Army suspects ISIL-linked group behind IED blast at a military checkpoint in Basilan province.

    At least 11 people, including soldiers and civilians, have been killed and seven others wounded after a bomb exploded in a van in the island province of Basilan in the southern Philippines, the military said.

    The explosion occurred as a van with a single passenger approached an army checkpoint in Lamitan City on Tuesday.

    "The van was stopped at the checkpoint and when our troops were approaching it, the driver panicked and detonated the improvised explosive device (IED) inside," anti-terrorism task force commander Colonel Fernando Reyeg, told DPA news agency.
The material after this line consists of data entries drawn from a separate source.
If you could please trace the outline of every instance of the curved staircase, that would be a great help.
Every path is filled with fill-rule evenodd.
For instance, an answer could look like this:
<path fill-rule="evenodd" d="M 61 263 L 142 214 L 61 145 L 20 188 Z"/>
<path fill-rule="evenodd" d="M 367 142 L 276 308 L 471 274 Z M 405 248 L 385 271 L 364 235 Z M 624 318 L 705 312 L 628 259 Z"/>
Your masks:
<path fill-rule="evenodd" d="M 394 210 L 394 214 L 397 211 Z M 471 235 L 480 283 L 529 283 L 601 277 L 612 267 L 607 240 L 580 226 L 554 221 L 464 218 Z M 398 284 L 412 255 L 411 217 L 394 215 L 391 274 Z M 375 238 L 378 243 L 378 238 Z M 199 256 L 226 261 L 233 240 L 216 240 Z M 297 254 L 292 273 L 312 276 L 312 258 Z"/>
    A suspected bomber, a soldier, five paramilitaries and four civilians, including a mother and her child, were among the dead, Reuters news agency reported, citing an army spokesman. The impact of the blast went as far as 50 metres.
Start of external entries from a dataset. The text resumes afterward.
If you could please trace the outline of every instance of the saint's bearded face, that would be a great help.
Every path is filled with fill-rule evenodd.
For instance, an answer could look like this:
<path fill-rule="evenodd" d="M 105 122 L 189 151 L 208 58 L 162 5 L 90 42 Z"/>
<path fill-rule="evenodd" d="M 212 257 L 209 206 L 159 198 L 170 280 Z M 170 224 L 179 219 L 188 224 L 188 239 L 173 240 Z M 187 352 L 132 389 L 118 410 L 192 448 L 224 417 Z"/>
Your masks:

    There is no claim of responsibility yet, but the military and the provincial governor suspect the armed group Abu Sayyaf is behind Tuesday's attack.
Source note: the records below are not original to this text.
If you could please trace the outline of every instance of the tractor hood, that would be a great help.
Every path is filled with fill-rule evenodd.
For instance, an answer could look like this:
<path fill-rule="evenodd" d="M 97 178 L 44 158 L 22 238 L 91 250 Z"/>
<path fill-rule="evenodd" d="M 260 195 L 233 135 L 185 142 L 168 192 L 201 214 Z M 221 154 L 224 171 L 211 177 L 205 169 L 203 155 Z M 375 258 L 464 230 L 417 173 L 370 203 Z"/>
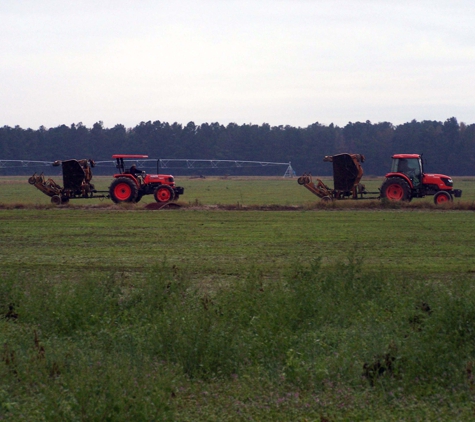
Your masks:
<path fill-rule="evenodd" d="M 437 185 L 439 189 L 449 189 L 454 185 L 454 181 L 450 176 L 437 173 L 424 173 L 422 183 L 425 185 Z"/>
<path fill-rule="evenodd" d="M 446 174 L 439 174 L 439 173 L 424 173 L 424 177 L 431 177 L 431 178 L 442 178 L 445 177 L 447 179 L 450 179 L 450 176 L 447 176 Z"/>
<path fill-rule="evenodd" d="M 171 174 L 147 174 L 144 183 L 174 183 L 175 179 Z"/>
    Abu Sayyaf is accused of being allied with the Islamic State of Iraq and the Levant (ISIL, also known as ISIS) group.

    Presidential spokesperson Harry Roque Jr vowed to bring the perpetrators of the "brazen attack" to justice.

    "We condemn in the strongest possible terms the latest terrorist attack in Basilan perpetrated in violation of our laws," he said in a statement.

    'Tighter security'

    Southern Philippines, especially the Mindanao region, has been on high alert since ISIL-linked fighters laid a five-month long siege in Marawi City last year.

    The region is currently under martial law, which was declared by President Rodrigo Duterte in May 2017, and later extended by Congress to the end of 2018.

    Basilan is a stronghold of the Abu Sayyaf group, which has been blamed for some of the worst attacks in the Philippines, as well as high-profile kidnappings for ransom.

    "This has been one of the rare times that an attack has happened in Basilan over the past few years," said Al Jazeera's Jamela Alindogan, reporting from the capital, Manila.

    "There had been relative peace there since the former leader of the Abu Sayyaf group was forcibly pushed out of Basilan and he moved to Marawi to launch a war there against the military," she added. 

    Following Tuesday's explosion, a "tighter security protocol" and "intense intelligence operations" are expected in Basilan, which is about 30 minutes by boat from Zamboanga, one of Mindanao's main cities, Alindogan said.

    Last week, Duterte signed a landmark law granting autonomy to the Muslim-majority region of Mindanao aimed at ending a decades-long armed rebellion.

    The Moro Islamic Liberation Front expressed confidence early this week that the passage of the Bangsamoro Organic Law would soon end the decades-long Muslim rebellion in the south of the mainly Catholic Philippines.